Times are changing for academic medical centers (AMCs). NIH funding has dropped 25% since 2003, narrow networks are keeping high-cost systems on the outs, and the university brand has an increasingly weaker pull on consumers.
Overall, it's getting harder for AMCs to stay focused on their mission to advance education and research while evolving to support efficient, consumer-driven clinical care. Many are rightfully reacting by doubling down on community partnerships for expanded footprint and relevance. But to integrate in a way that will meaningfully improve finances, quality, and market share, these blended systems need to redesign the underlying structure to accommodate both entities.
Break down faculty siloes
Consider the typical departmental and divisional nature of the faculty practice: The dean oversees the faculty departments, each led by chairs that tend to manage their departments fairly independently of one another. And quite often, there are duplicate infrastructures that could be more efficient if centralized or combined. A siloed approach to governance and management has worked for education and research, but it doesn’t support a scalable, integrated, and value-based care delivery model.
Fully integrated systems are creating a single organizational structure that cuts across and unites both academic departments and the clinical arm in the community, with traits such as:
- A mixed governing board of academic and community leadership (physicians and executives)
- A physician-administrator dyad over service lines (or occasionally organized around the market's geographic areas)

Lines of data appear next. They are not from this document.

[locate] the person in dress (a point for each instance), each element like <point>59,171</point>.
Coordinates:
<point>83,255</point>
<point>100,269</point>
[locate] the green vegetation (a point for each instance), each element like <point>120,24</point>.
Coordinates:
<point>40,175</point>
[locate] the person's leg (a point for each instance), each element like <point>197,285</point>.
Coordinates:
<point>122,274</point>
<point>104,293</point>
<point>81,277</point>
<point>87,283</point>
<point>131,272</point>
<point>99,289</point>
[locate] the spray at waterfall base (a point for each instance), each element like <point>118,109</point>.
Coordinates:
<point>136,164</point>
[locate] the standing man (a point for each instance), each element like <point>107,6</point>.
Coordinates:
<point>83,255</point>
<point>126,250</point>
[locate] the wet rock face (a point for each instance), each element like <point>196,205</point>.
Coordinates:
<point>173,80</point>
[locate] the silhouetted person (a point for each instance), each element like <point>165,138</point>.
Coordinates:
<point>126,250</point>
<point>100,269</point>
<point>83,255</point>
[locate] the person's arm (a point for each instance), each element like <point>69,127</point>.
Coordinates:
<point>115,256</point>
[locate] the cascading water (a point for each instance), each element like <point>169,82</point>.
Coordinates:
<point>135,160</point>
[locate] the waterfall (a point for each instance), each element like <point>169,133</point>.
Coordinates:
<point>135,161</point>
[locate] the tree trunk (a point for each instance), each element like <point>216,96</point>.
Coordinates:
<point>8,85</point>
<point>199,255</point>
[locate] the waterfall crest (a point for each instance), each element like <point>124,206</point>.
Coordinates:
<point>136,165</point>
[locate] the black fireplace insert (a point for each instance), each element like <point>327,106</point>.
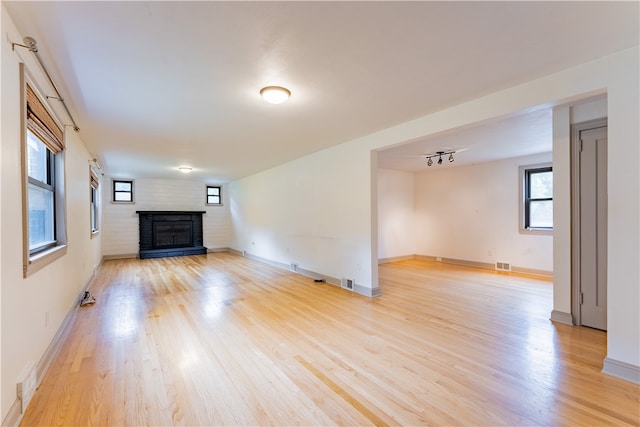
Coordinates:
<point>170,233</point>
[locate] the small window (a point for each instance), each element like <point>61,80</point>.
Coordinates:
<point>44,213</point>
<point>95,202</point>
<point>214,195</point>
<point>538,198</point>
<point>122,191</point>
<point>41,194</point>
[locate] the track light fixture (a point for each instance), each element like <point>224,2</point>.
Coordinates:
<point>439,155</point>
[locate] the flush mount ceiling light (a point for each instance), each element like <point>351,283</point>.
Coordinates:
<point>439,155</point>
<point>275,94</point>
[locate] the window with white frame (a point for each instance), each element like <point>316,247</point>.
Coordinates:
<point>214,195</point>
<point>44,204</point>
<point>537,200</point>
<point>94,201</point>
<point>122,191</point>
<point>41,194</point>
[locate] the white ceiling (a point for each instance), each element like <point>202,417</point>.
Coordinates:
<point>156,85</point>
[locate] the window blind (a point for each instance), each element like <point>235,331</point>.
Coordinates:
<point>42,123</point>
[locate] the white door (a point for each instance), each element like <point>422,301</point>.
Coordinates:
<point>593,227</point>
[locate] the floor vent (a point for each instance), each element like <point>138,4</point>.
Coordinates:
<point>347,284</point>
<point>503,266</point>
<point>27,387</point>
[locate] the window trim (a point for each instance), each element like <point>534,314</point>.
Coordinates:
<point>95,202</point>
<point>113,191</point>
<point>206,195</point>
<point>35,261</point>
<point>524,171</point>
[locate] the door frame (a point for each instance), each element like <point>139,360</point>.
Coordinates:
<point>576,261</point>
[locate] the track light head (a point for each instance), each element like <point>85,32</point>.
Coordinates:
<point>439,155</point>
<point>31,44</point>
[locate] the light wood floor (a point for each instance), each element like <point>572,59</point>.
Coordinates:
<point>219,339</point>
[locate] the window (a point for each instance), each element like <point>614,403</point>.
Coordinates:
<point>41,194</point>
<point>538,197</point>
<point>94,201</point>
<point>122,191</point>
<point>214,195</point>
<point>44,204</point>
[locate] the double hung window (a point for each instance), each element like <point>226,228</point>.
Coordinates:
<point>538,198</point>
<point>44,206</point>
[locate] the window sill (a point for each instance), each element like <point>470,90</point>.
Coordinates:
<point>42,259</point>
<point>537,231</point>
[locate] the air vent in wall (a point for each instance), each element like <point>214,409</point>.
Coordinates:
<point>347,284</point>
<point>503,266</point>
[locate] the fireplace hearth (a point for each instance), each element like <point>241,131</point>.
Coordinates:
<point>170,233</point>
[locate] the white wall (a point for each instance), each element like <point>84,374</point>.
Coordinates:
<point>305,212</point>
<point>339,183</point>
<point>120,221</point>
<point>472,213</point>
<point>33,309</point>
<point>396,214</point>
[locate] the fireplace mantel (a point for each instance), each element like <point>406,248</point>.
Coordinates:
<point>170,233</point>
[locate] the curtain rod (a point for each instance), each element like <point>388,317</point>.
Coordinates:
<point>32,45</point>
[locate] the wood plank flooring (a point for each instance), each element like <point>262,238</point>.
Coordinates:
<point>220,339</point>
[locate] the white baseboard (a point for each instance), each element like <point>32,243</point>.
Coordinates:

- Opportunities to embed and expand upon the education and research missions within service lines
- Administrative functions such as revenue cycle, finance, information systems, and HR, that are managed centrally under a chief administrative executive
This integrated governance structure with centralized functions can drive system-wide policies and clinical efficiencies—better positioning the system for value-based care and heightened scrutiny of performance under the MACRA rule.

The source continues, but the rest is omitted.